[File] [PATCH] of Magdir/virtual for Microsoft Disk Image (update+mime type+extension vhd)

Jörg Jenderek joerg.jen.der.ek at gmx.net
Fri Nov 23 02:08:06 UTC 2018


some day ago i run the file command 5.35 on my disc images. The good
news are that all that examples are described correctly first by phrase
"Microsoft Disk Image, Virtual Server or Virtual PC".

But no file name extension "vhd" is shown by command line option
--extension. Also no mime type is shown by -i option.

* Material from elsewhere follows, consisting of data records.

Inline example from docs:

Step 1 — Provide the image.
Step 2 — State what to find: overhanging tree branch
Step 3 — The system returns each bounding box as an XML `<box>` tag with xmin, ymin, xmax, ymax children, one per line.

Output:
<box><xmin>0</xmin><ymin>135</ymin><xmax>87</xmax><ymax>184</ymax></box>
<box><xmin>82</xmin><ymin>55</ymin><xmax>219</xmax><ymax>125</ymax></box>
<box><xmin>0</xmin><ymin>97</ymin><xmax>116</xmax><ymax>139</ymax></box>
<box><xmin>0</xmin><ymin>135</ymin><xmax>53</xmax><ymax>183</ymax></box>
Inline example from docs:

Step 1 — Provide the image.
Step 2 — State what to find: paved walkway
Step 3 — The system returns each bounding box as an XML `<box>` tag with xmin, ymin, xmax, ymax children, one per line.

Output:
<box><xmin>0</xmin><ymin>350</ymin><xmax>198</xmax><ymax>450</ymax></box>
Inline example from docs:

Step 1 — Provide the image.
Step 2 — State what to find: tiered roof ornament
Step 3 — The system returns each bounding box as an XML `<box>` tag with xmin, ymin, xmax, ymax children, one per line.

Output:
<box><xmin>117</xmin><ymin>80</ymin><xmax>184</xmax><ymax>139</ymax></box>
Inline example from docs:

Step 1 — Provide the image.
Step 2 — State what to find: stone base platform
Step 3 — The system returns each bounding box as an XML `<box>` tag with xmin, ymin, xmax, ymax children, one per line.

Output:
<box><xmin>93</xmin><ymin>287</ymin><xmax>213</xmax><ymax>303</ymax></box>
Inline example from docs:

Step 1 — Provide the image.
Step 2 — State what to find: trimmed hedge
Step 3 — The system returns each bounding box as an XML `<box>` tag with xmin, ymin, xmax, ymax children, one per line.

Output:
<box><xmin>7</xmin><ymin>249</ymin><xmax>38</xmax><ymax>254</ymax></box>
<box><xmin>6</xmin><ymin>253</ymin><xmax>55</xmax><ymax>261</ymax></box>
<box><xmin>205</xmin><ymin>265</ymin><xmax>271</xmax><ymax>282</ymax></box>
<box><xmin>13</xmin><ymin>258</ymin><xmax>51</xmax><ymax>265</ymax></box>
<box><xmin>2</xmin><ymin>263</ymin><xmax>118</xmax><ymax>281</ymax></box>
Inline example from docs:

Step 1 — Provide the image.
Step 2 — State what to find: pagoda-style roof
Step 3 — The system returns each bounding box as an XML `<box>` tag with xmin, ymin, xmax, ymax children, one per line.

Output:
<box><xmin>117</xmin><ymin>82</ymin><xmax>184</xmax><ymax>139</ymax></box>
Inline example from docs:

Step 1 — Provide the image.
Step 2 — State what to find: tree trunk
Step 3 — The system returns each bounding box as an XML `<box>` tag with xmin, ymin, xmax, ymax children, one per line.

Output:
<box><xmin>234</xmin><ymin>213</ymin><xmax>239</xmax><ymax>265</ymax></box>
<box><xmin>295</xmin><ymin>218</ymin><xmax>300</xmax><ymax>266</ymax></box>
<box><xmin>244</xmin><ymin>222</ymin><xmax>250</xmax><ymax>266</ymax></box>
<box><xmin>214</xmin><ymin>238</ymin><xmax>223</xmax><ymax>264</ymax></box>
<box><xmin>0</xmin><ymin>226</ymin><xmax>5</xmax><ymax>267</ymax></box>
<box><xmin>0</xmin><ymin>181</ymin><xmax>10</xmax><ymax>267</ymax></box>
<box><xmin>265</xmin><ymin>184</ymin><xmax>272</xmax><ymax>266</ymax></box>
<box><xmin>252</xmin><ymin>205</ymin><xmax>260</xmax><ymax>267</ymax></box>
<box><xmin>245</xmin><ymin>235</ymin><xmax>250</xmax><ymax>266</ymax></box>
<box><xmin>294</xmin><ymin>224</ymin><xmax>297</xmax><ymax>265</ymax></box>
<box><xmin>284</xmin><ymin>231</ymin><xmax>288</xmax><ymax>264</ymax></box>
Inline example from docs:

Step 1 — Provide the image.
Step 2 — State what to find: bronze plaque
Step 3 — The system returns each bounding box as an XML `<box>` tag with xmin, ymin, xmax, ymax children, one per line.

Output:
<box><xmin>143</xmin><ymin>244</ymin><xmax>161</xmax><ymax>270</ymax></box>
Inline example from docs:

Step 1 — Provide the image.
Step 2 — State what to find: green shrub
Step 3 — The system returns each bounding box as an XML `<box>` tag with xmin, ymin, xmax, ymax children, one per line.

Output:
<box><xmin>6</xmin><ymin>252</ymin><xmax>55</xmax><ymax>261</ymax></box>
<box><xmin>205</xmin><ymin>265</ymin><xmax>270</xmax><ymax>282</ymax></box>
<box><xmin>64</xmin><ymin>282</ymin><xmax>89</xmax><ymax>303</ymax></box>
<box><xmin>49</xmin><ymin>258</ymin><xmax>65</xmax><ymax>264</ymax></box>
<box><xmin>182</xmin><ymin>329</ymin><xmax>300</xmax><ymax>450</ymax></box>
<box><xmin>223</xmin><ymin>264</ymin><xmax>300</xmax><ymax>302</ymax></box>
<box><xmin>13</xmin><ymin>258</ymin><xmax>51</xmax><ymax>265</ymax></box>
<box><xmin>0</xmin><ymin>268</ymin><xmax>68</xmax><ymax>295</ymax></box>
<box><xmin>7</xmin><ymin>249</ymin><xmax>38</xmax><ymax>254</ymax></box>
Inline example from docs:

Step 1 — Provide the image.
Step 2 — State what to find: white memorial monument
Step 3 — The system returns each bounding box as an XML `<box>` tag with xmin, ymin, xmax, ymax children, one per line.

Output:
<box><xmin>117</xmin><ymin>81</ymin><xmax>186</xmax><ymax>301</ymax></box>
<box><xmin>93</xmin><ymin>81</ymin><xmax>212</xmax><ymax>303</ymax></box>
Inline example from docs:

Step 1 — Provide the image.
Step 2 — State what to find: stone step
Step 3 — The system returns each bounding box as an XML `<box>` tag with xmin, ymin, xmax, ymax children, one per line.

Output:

So i started to change Magdir/virtual. The vhd file format was
introduced in general by Microsoft virtualization software "Virtual PC".
If i understand the information found on link
http://www.forensicswiki.org/wiki/Virtual_Hard_Disk_%28VHD%29 right, the
used link ending with "bb676673.aspx" seems to point in the past to
Virtual Hard Disk Image Format Specification on Microsoft web site.
But Microsoft does not support "Virtual PC" any more and now the link
redirect to successor virtualization software "Hyper-V". So i remove the
old link. So i look for new URL on Microsoft servers about this file
format. In the end i find a Word document named "Virtual Hard Disk
Format Spec_10_18_06.doc" there. So i add the concerning URL as
reference. To get a long living URL i finally also add an URL about "VHD
(Virtual Hard Disk)" on http://fileformats.archiveteam.org/ .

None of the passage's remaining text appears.